沈默站在他旁邊,看了他一會兒,沒有說話,也拉過另一張板凳,坐在他身邊,陪著他一起沉默。
“心情不好?”過了很久,沈默才緩緩開口,聲音很輕,像夜風一樣,溫柔而安靜。
江尋沒有說話,隻是搖了搖頭,又點了點頭,眼神有些茫然,他自己也說不清楚,心裏到底是什麼滋味。他看著那幾盆盛開的月季,看了一會兒,才輕聲開口,聲音輕得幾乎要被夜風淹沒:“她以前不是那樣的。”
沈默沒有接話,隻是靜靜地陪著他,目光落在遠處的夜空裏,星星很亮,密密麻麻的。
“我不是……”江尋想說什麼,張了張嘴,卻又停住了,沒有往下說,有些情緒,終究是說不出口,也無需說出口。
“我知道。”沈默的聲音適時響起,很輕,卻帶著一種讓人安心的力量,“我知道你不是那個意思。”
江尋轉過頭,看著沈默。
月光灑在沈默的臉上,把他的臉照得很白,長長的睫毛垂下來,眼底很空,卻在那片空茫之下,藏著一絲溫柔,一絲懂得,像是有什麼東西在輕輕湧動,無聲無息,卻足以安撫他心底的悵然。
江尋看著他,看了好幾秒,然後慢慢把目光移開,重新看向天上的星星。今晚的星星很多,密密麻麻的,擠在深藍色的夜空裏,亮閃閃的,像撒了一地的碎鑽,格外好看。
兩個人就那麼坐著,沒有說話,聽著院子裏此起彼伏的蟲叫,聽著遠處偶爾傳來的狗吠,聽著夜風拂過月季花瓣的輕響,時間過得很慢,卻又格外安穩。
“江尋。”沈默突然開口,打破了沉默。
“嗯。”江尋應了一聲,沒有回頭。
“等考完試,我帶你去看海吧。”沈默的聲音很輕,語氣平靜,卻帶著一絲認真。
江尋徹底愣住了,嘴巴微微張著,半天說不出話來,眼裏的意外漸漸變成了難以置信:“看海?”
“嗯。”沈默輕輕點頭,語氣依舊平靜,卻帶著一絲不易察覺的溫柔,“坐火車,一起去看海吧。”
江尋看著他,看著那雙眼睛。那雙眼睛依舊是空的,卻在那片空茫之下,仿佛藏著一片海,藍的,寬的,遠遠的,看不到邊,溫柔而遼闊,足以容納他所有的疲憊和悵然。

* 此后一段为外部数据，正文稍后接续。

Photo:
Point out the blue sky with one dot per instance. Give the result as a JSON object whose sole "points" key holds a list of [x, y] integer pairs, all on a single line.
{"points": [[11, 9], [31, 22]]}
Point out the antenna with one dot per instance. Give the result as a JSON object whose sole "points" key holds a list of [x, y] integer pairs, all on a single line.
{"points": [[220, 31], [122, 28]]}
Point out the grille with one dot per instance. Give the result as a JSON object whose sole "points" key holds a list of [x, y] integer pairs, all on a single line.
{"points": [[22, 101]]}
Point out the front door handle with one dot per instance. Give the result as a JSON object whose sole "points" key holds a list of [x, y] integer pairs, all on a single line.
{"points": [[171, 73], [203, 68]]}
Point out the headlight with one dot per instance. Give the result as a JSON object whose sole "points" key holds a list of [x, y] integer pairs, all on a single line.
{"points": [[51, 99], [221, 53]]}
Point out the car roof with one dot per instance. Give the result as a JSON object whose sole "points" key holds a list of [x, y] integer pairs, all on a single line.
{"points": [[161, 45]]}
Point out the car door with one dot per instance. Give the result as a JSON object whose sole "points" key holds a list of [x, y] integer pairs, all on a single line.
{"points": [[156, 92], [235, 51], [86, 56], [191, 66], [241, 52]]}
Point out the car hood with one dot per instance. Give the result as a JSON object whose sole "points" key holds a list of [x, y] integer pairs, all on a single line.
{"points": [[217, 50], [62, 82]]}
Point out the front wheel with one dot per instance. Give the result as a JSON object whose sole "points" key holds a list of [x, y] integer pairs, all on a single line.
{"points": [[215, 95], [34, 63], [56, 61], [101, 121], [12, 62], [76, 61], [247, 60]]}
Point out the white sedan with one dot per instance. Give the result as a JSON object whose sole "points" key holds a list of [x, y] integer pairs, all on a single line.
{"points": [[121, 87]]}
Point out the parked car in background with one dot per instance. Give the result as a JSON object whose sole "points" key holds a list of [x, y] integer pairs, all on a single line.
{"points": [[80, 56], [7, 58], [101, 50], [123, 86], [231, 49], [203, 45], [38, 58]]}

他活了十八年,從來沒有看過海,從小在這個小城裏長大,見過最大的水麵,就是城東那個小小的湖,冬天結冰,夏天長藻,綠不拉幾的,從來沒有過“遼闊”的感覺。
“好。”
那天晚上,江尋沒有走,依舊擠在沈默那張小床上。窗外的蟲一直叫著,此起彼伏,月亮從窗戶縫裏漏進來,落在地板上,白白的,亮亮的,像一層薄薄的霜。
“沈默。”江尋在黑暗裏開口,聲音很輕,怕吵醒奶奶。
“嗯。”沈默應了一聲,聲音帶著一絲剛睡醒的沙啞。
“海是什麼樣的?”江尋輕聲問,語氣裏帶著一絲孩童般的好奇,還有一絲期待。
沈默像是在回憶,過了很久,才緩緩開口,聲音很輕,帶著一絲悠遠:“藍的,很大,看不到邊。”
“你去過?”江尋又問。
“小時候去過一次,跟我爸我媽。”沈默的聲音更輕了,帶著一絲模糊的回憶,“記不太清了,就記得海很大,浪打過來,腳底下的沙子在慢慢流,站不穩,他們牽著我的手,才沒被浪衝走。”
“嗯。”沈默應著,指尖輕輕動了動,握住了江尋的手。
江尋的手,微微一僵,隨即用力回握。
沈默的手暖烘烘的,掌心帶著薄薄的繭子,那是做題和打工留下的痕跡,握起來,格外安心。
江尋閉著眼睛,卻沒有睡著。
他的腦子裏,全是那片海,藍的,大的,看不到邊的海。他從來沒有這麼期待過一件事,從來沒有這麼渴望過,能快點看到那片遼闊的海,能快點和沈默一起,站在海邊,感受海浪的輕撫,感受沙子的柔軟。
他把這個念頭,緊緊抓在心裏,不肯放開。
不知過了多久,他終於睡著了。
夢裏,真的有一片海,藍的,大的,看不到邊,海浪輕輕拍打著沙灘,發出“嘩嘩”的聲響。他站在沙灘上,腳下的沙子慢慢流動,站不穩,身體輕輕搖晃。
就在這時,一隻溫暖的手伸了過來,緊緊握住了他的手,穩穩地扶住了他。
他轉過頭,看見沈默站在他身邊,嘴角帶著淺淺的笑意,眼底是一片溫柔的海。